To determine the magnitude of the change in velocity of a particle moving in a circular path after it has described an angle of 40 degrees, we need to consider a few key concepts from physics, particularly those related to circular motion and vector analysis.

Understanding Velocity in Circular Motion

In circular motion, even if the speed of the particle remains constant, its velocity is not constant because velocity is a vector quantity. This means it has both magnitude and direction. As the particle moves along the circular path, its direction changes continuously, which leads to a change in velocity.

Breaking Down the Problem

Let's visualize the situation. Imagine a particle moving along a circular path with a radius \( r \). When the particle moves through an angle of 40 degrees, we can represent its initial and final velocity vectors as follows:

  • The initial velocity vector \( \vec{v_1} \) points tangentially to the circle at the starting point.
  • The final velocity vector \( \vec{v_2} \) points tangentially to the circle at the point after moving 40 degrees.

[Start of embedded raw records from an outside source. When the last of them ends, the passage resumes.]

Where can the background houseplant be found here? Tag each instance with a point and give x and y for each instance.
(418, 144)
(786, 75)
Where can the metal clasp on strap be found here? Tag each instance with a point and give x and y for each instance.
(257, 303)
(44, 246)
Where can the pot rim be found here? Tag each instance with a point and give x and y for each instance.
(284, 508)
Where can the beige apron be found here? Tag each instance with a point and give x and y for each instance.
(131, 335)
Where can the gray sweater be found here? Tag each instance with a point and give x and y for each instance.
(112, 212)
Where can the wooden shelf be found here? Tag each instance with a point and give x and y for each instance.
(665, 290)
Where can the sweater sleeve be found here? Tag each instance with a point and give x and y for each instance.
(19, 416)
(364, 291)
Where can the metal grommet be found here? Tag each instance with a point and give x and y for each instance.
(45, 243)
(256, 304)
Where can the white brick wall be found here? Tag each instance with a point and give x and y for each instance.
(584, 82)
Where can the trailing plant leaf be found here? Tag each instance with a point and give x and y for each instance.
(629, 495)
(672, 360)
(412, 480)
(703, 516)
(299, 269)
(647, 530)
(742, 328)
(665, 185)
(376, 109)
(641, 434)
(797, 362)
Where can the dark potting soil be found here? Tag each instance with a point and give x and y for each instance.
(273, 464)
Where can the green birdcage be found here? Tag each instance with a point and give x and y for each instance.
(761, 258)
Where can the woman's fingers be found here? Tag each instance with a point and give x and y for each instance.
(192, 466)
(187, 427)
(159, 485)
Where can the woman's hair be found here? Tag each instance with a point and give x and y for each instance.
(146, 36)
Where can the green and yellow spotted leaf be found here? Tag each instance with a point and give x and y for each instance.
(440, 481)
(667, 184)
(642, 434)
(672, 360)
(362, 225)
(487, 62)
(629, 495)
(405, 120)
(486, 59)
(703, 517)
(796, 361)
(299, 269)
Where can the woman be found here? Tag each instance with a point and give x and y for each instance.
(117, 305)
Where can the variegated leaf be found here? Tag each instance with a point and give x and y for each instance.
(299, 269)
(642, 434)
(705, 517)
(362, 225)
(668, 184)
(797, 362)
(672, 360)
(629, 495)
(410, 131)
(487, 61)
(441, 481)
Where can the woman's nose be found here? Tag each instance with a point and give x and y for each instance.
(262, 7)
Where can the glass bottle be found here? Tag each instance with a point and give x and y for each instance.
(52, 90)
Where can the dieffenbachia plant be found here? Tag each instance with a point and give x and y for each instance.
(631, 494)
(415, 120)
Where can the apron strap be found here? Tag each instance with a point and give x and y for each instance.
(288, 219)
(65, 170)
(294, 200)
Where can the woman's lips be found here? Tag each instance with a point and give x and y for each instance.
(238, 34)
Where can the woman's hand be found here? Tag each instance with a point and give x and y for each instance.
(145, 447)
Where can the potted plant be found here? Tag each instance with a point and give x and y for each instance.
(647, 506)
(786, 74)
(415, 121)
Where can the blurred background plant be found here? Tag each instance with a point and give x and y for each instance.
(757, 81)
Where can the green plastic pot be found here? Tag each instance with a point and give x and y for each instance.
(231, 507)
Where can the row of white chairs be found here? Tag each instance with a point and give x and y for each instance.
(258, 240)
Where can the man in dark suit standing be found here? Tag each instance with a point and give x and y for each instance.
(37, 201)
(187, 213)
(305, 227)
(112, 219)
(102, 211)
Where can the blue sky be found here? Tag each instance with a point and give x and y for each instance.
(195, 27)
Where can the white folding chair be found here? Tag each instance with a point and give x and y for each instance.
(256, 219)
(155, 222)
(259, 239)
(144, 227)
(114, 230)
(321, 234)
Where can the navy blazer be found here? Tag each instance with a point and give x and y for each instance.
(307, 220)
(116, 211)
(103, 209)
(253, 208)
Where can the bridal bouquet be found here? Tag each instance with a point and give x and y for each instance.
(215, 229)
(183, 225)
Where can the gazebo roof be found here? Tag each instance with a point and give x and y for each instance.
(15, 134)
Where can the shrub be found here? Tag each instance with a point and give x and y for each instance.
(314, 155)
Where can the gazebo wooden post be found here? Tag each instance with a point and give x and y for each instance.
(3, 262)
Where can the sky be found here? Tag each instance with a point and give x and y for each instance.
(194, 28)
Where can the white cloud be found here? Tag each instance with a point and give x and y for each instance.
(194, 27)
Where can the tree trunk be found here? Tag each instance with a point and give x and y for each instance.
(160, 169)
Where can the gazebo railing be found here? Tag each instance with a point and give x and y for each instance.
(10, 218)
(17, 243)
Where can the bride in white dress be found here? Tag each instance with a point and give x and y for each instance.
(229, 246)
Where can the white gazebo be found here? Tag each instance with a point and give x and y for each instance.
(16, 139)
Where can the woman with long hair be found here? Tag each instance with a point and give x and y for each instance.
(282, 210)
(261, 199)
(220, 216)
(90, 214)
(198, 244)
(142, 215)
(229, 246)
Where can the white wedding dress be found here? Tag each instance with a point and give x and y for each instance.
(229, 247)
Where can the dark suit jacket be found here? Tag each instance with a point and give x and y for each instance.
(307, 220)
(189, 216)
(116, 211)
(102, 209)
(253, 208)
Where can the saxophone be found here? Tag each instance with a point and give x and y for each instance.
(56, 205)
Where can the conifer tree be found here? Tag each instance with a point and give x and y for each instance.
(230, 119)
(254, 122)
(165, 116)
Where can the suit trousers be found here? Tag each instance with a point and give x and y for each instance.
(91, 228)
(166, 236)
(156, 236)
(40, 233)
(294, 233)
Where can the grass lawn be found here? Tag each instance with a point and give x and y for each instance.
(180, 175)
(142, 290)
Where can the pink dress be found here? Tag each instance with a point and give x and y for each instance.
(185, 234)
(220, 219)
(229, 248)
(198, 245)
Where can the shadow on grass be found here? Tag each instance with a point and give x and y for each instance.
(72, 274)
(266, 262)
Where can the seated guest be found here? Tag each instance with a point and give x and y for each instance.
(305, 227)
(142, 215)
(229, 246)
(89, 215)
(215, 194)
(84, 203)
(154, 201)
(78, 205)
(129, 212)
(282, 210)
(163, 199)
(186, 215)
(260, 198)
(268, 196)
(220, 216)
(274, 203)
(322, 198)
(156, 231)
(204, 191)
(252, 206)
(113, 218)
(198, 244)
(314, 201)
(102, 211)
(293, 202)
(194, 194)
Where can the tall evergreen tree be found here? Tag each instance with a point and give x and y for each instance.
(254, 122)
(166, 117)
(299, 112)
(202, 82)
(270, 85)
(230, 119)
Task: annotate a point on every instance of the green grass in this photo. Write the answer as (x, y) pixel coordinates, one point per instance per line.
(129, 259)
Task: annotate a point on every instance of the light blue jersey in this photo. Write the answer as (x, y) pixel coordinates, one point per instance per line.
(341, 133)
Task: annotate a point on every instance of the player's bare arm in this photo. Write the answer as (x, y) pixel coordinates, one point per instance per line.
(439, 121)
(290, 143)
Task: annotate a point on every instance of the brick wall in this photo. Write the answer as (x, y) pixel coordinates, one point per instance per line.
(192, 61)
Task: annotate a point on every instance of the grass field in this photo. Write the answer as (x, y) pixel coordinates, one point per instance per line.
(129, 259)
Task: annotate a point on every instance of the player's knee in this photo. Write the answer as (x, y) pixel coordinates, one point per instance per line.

Calculating the Change in Velocity

The change in velocity \( \Delta \vec{v} \) can be found using the formula:

\( \Delta \vec{v} = \vec{v_2} - \vec{v_1} \)

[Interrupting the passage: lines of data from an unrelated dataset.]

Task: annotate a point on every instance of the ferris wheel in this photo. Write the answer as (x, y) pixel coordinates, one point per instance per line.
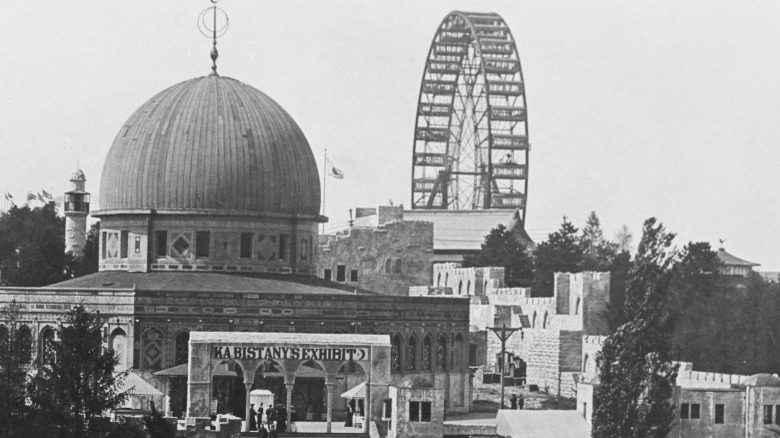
(471, 135)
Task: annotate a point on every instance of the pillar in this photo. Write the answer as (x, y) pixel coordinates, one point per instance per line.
(329, 388)
(289, 387)
(248, 387)
(249, 380)
(367, 406)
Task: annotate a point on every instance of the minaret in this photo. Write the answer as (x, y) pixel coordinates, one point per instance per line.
(76, 211)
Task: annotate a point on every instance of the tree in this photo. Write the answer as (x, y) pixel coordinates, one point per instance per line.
(70, 393)
(15, 352)
(501, 248)
(636, 374)
(32, 246)
(561, 252)
(598, 253)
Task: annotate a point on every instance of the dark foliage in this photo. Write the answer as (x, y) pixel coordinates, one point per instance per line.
(501, 248)
(636, 374)
(32, 247)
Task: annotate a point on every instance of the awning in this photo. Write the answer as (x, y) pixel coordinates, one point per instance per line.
(136, 385)
(181, 371)
(359, 391)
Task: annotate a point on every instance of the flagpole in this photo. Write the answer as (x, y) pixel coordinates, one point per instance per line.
(324, 186)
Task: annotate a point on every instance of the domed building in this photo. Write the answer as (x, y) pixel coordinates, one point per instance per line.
(209, 209)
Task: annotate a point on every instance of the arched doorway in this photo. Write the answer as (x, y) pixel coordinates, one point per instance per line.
(309, 396)
(228, 393)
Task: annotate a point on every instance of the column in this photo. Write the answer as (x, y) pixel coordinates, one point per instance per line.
(329, 388)
(248, 387)
(289, 387)
(367, 406)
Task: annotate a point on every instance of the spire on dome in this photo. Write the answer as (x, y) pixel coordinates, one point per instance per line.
(213, 30)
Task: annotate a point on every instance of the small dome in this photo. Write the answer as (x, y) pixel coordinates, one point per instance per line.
(211, 143)
(77, 175)
(762, 380)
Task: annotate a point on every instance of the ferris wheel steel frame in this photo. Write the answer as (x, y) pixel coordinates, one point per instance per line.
(471, 145)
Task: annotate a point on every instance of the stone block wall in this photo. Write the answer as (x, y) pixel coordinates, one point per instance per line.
(388, 259)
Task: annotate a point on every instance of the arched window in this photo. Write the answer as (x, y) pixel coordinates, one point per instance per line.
(24, 338)
(395, 354)
(426, 362)
(411, 353)
(441, 354)
(151, 350)
(457, 353)
(46, 345)
(182, 348)
(118, 343)
(3, 340)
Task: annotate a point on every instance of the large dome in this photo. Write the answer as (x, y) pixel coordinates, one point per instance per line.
(211, 144)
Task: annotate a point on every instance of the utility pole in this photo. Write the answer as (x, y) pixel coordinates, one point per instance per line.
(503, 333)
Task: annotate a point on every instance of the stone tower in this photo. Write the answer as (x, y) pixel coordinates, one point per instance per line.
(76, 210)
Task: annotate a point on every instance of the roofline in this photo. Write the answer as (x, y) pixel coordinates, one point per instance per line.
(209, 212)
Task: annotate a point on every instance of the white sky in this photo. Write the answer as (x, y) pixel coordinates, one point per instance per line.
(636, 109)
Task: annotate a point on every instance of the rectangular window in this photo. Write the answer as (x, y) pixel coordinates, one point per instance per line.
(685, 411)
(202, 244)
(695, 408)
(414, 411)
(425, 411)
(719, 410)
(161, 243)
(246, 245)
(387, 407)
(123, 244)
(283, 242)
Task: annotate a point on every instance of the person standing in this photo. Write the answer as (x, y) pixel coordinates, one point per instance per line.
(252, 418)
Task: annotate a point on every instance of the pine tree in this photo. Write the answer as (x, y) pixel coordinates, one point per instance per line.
(15, 351)
(636, 374)
(71, 393)
(501, 248)
(561, 252)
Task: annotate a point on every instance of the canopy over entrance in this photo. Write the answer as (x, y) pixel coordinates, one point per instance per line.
(292, 354)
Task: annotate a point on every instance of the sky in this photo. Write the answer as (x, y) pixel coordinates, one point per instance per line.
(636, 109)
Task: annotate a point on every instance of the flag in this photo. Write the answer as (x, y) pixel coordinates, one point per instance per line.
(334, 171)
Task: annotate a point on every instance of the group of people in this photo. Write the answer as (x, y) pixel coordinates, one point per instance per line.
(271, 421)
(516, 402)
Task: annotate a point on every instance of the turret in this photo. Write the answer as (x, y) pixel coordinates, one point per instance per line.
(76, 210)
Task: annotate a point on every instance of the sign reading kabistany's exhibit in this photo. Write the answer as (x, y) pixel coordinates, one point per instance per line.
(268, 352)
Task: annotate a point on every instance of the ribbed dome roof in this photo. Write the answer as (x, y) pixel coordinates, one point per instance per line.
(211, 143)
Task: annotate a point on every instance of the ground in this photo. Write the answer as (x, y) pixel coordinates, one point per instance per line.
(486, 399)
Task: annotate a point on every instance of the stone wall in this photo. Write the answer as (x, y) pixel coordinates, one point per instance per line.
(387, 259)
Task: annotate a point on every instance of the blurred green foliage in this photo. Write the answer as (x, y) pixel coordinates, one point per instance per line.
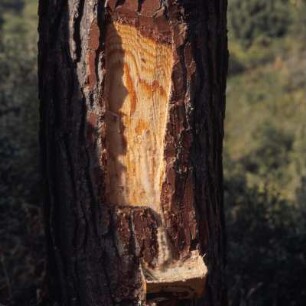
(258, 19)
(264, 160)
(265, 153)
(21, 246)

Since both vectors have the same magnitude \( v \) but different directions, we can represent them in terms of their components. For a circular motion, the angle between the two velocity vectors \( \vec{v_1} \) and \( \vec{v_2} \) is equal to the angle through which the particle has moved, which is 40 degrees.

Using the Law of Cosines

To find the magnitude of the change in velocity, we can apply the Law of Cosines:

\( |\Delta \vec{v}|^2 = |\vec{v_1}|^2 + |\vec{v_2}|^2 - 2 |\vec{v_1}| |\vec{v_2}| \cos(\theta) \)

Since \( |\vec{v_1}| = |\vec{v_2}| = v \) and \( \theta = 40^\circ \), we can simplify this to:

\( |\Delta \vec{v}|^2 = v^2 + v^2 - 2v^2 \cos(40^\circ) \)

This simplifies further to:

\( |\Delta \vec{v}|^2 = 2v^2(1 - \cos(40^\circ)) \)

Taking the square root gives us:

\( |\Delta \vec{v}| = v \sqrt{2(1 - \cos(40^\circ))} \)

Final Calculation

Now, we can calculate the numerical value of \( |\Delta \vec{v}| \) if we know the speed \( v \). For example, if \( v = 10 \, \text{m/s} \), we first calculate \( \cos(40^\circ) \) (approximately 0.7660), and then:

\( |\Delta \vec{v}| = 10 \sqrt{2(1 - 0.7660)} \approx 10 \sqrt{0.468} \approx 10 \times 0.684 \approx 6.84 \, \text{m/s} \)

Thus, the magnitude of the change in velocity after the particle has moved through an angle of 40 degrees is approximately 6.84 m/s when the speed is 10 m/s. This approach illustrates how even with constant speed, the change in direction leads to a change in velocity, which is crucial in understanding circular motion dynamics.